The ADE warns there is a 'retrogap', with heat decarbonisation projects focusing on new builds rather than retrofitting.

The ADE warns there is a 'retrogap', with heat decarbonisation projects focusing on new builds rather than retrofitting.

The Association for Decentralised Energy (ADE) has called on the government to bring in zoning for heat, to help address the ‘retrogap’.

In a new paper entitled 'Zoning for Heat and Energy Efficiency', launched together with UK Power Networks (UKPN), the association has argued that a clean, strategic policy framework for heat decarbonisation is needed. Currently there is a fragmented mix of decisions, innovations and demonstrations, which is predominantly focused on newbuild developments.

Such a focus risks creating a ‘retrogap’, with the majority of buildings requiring decarbonisation already built a huge retrofitting push will be needed to bring in heat pumps and other technologies and solutions for the heat sector.

The best way to go about tackling the current fragmented system would be to bring in zoning, the ADE argues, taking a local view of opportunities and constraints, and taking the most appropriate action for each individual area.

Charlotte Owen, policy manager at the ADE, said that by enabling local decisions to take precedence, decarbonisation pathways can be specifically tailored.

“Without implementing approaches such as zoning, the UK risks falling behind on carbon budgets, as set out by the CCC, by missing opportunities for whole systems optimisation, including the use of demand side response.

“The report suggests that the UK must commit to a strategic patchwork approach to heat decarbonisation, over a single technology pathway.
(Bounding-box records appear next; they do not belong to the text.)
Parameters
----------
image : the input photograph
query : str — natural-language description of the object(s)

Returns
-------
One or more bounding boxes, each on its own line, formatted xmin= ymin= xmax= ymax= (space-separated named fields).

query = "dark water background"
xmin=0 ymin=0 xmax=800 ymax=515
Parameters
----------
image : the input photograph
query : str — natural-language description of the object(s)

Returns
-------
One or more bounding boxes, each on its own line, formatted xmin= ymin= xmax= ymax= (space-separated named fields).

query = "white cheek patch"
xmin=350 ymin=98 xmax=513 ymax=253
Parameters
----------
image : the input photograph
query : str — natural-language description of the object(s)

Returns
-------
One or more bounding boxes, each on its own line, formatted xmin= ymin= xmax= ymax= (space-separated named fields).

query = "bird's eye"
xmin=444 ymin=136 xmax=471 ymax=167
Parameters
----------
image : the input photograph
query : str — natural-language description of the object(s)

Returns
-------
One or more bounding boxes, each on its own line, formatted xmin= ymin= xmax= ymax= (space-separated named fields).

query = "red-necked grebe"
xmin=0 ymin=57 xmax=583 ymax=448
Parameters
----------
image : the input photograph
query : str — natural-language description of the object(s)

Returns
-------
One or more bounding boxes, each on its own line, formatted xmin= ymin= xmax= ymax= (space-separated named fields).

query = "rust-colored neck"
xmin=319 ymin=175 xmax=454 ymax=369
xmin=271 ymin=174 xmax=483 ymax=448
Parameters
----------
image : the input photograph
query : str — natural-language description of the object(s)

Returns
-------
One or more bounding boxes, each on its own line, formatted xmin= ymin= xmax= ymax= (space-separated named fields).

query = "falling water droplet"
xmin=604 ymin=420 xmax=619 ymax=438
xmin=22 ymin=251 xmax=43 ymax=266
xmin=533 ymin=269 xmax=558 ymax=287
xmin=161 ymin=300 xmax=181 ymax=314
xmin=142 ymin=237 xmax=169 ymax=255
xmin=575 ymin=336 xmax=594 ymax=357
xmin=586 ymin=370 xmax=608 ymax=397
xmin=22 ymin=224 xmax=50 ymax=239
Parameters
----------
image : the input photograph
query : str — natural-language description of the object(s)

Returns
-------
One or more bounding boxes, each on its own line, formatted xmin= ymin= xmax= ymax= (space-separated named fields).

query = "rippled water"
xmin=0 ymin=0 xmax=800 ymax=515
Otherwise, we risk preventing local areas that already have clear decarbonisation opportunities from acting.”

The report continues to argue that heat is an inherently local challenge, with differing needs in terms of infrastructure, skilled workforce and supply chains.

In order to meet net zero goals, there is no “one size fits all” option, and will require in home disruption. But through using zoning, local buy-ins, targeted solutions and more consumer engagement can ensure that the challenges or decarbonising heat are best targeted.

Along with the release of the report, UKPN is running an industry first project called Heat Street, which will look into opportunities for industry and local autoritities to collaborate based on zoning.

Ian Cameron, head of Customer Service and Innovation at UK Power Networks said it was “delighted” to work with the ADE on the zoning approach.

“By working closely and collaboratively, we can bring local authorities and key stakeholders to the discussion and enact targeted solutions to facilitate the uptake of cost efficient low carbon heating for all customers.

“In fact we’ve already embarked on this journey by launching our ‘Heat Street’ project, which will deliver learnings to demonstrate the true value of undertaking the zoning approach on our journey to net zero.”

Calls to increase decarbonisation of heat in the UK have been increasing, leading the government to include heat pumps in its £2 billion Green Home Grants scheme.

Projects to explore the best ways to decarbonise heat have been popping up, but as the ADE mentioned, most are small, localised pilot projects.

These include National Grid ESO and Scottish and Southern Electricity Networks (SSEN) launching a project for northern Scotland, E.On securing £3.9 million worth of funding to install heat pumps around Newcastle, and the Oxford Energy Superhub installing heat pumps in 60 homes.